Não sei o nome dele. Está ali, atrás daquela porta, no lugar onde durante séculos se arrecadaram vice-reis a caminho de um túmulo português. Ele não, não é vice-rei nem grande de nada, apenas um espaço de silêncio no regateio da História, um dos três soldados que cairam na escaramuça de 1961, para pagar a obstinação de Salazar, a fuga de Vassalo da Silva, a fome dos impérios. Dizem que a mãe não o quis de volta, que em plena cerimónia oficial se ergueu para lhe recusar voz de herói. "O meu filho é um mártir, deixem-no lá estar, está muito bem onde está." E aqui ficou,atrás do altar da igreja de S. Caetano, o corpo entregue por nós.
No último dia, outra vez Bombaim. O táxi para o aeroporto atravessa a cidade nocturna, uma da manhã nas ruas quase desertas. Nas bermas, nos passeios, junto aos muros dos prédios, tendas improvisadas, corpos ao relento, uns ao lado dos outros a perder de vista, mulheres, homens, crianças amortalhados nos trajes do dia. Quando se abre a janela, o vento sufoca sob estes milhares de corpos, a podridão dos rios, a lama dos bairros de lata. Danação e pestilência, luxúria e santidade, os contrários entrelaçados num sentido único, sem brechas.

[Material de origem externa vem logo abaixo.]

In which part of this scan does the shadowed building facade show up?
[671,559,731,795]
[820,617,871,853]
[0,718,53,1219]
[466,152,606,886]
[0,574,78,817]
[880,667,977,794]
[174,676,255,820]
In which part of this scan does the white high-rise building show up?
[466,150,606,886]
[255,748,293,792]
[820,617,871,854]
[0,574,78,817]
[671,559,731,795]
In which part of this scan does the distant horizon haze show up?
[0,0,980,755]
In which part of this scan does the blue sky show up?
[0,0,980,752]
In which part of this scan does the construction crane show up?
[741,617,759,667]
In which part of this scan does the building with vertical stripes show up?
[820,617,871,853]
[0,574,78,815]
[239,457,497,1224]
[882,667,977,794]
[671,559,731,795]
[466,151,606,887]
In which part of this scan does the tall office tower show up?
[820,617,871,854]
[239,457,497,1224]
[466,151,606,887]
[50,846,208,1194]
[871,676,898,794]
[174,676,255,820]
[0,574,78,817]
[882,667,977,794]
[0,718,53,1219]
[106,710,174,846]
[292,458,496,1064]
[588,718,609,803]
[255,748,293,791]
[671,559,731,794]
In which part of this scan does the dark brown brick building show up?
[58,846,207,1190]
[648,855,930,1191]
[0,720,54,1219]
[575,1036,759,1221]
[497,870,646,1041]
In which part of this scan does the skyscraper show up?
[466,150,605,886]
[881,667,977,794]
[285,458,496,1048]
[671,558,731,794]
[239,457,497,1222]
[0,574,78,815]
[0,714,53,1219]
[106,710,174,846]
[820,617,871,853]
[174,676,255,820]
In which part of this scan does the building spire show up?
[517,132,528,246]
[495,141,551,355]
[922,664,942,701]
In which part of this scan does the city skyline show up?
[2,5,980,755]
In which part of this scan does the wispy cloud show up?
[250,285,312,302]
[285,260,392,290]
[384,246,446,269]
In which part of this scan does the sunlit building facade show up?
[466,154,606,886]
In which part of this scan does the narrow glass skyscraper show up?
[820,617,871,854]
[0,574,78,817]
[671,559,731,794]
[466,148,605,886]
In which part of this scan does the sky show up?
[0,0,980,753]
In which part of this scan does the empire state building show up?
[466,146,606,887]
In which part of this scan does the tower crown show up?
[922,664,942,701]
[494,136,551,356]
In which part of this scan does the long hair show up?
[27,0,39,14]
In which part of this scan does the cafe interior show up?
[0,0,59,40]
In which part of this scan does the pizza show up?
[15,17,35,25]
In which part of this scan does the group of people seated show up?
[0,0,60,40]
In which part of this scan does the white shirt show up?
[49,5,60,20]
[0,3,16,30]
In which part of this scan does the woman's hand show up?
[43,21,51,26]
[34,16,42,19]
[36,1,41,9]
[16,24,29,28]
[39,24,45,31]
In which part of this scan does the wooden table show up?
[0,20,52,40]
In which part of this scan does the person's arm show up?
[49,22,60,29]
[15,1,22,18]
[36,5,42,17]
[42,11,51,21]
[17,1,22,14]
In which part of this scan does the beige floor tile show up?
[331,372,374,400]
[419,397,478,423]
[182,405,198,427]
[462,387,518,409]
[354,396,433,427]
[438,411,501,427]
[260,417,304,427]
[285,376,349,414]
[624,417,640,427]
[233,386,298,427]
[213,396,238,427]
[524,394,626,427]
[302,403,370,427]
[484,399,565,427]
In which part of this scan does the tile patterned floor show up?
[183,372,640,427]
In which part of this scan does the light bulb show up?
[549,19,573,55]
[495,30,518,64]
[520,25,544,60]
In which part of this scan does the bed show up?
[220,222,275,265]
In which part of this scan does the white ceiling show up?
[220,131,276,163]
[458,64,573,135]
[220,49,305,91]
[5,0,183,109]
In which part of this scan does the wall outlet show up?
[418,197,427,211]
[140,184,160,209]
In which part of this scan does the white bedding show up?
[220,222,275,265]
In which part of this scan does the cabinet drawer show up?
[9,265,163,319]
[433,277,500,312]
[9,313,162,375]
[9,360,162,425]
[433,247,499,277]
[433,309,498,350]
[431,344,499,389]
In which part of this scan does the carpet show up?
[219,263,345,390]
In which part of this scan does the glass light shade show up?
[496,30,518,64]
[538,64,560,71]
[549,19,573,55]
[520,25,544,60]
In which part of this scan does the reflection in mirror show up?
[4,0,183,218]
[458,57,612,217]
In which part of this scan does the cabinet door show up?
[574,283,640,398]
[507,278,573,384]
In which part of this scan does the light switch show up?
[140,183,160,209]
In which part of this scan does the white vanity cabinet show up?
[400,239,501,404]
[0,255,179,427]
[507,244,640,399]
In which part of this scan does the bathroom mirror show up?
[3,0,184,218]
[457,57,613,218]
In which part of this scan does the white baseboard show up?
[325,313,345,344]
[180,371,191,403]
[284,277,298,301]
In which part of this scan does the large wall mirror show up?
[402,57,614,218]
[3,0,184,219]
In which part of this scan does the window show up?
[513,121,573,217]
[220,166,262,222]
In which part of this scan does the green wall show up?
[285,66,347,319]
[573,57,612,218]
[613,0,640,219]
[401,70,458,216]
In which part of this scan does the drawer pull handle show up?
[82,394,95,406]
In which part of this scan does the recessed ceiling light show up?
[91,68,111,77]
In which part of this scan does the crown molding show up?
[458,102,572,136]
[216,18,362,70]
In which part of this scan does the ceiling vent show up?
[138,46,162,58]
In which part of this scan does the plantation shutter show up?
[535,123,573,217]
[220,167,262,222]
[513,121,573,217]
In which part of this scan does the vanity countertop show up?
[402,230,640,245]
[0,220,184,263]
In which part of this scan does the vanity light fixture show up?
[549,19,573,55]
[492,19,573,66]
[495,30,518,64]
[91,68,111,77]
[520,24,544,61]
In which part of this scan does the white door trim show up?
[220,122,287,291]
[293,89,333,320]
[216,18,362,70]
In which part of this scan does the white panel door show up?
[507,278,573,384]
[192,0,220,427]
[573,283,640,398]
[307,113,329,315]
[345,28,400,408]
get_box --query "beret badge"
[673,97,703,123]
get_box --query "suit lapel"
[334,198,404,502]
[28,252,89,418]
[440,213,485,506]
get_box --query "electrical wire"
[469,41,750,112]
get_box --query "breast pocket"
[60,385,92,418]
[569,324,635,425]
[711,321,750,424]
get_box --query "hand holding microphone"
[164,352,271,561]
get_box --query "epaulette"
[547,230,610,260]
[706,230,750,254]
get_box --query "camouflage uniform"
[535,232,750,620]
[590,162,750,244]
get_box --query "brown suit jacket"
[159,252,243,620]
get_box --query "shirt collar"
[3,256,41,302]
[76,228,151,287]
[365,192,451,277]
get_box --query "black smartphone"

A vida a abraçar a morte, tão longe do delírio ocidental das distâncias. É fácil perder os pontos cardeais, aqui. Anil Samarth, historiador indiano que nos últimos anos se tem dedicado ao estudo das relações entre a India e Portugal considera que as duas culturas só se reconheceram nos dois últimos séculos, quando as prioridades comerciais e a dilatação da fé se esvaziaram, dando lugar à ideia de permanência. Certifica aí a grande diferença entre os portugueses e os outros, nomeadamente os ingleses, cujo aproach foi sempre transitório. "Os únicos invasores que ficaram mais tempo que os portugueses foram os muçulmanos, que se fundiram na India, que hoje é o resultado da relação entre a cultura hindu e a muçulmana. E o objectivo último do meu estudo das relações indo-portuguesas é compreender como é que o meu país lidou com as realidades que lhe eram estranhas, o que absorveu e o que pôs de lado. Talvez através da identificação e análise dessas realidades, consiga chegar àquilo que na India é imutável. A sua essência." Sorri: "A existir, claro."
A existir, a essência das coisas pressupõe a demárche inversa. Por exemplo, da India de Portugal ao Portugal da India, Portugal sem India, Portugal só. Ser português. Perder tudo para encontrar o caminho, como na Bíblia se diz ao homem que tem o mundo mas não sabe da alma. Deve ser por isto que se viaja, para regular no coração a impossibilidade, decantar em nada o que se julgou saber. Tentar, porque no fim não faz diferença nenhuma. Como tão bem viu Duarte Barbosa nas suas crónicas de há três séculos, não é por conhecermos as fábulas que deixamos de as querer escrever.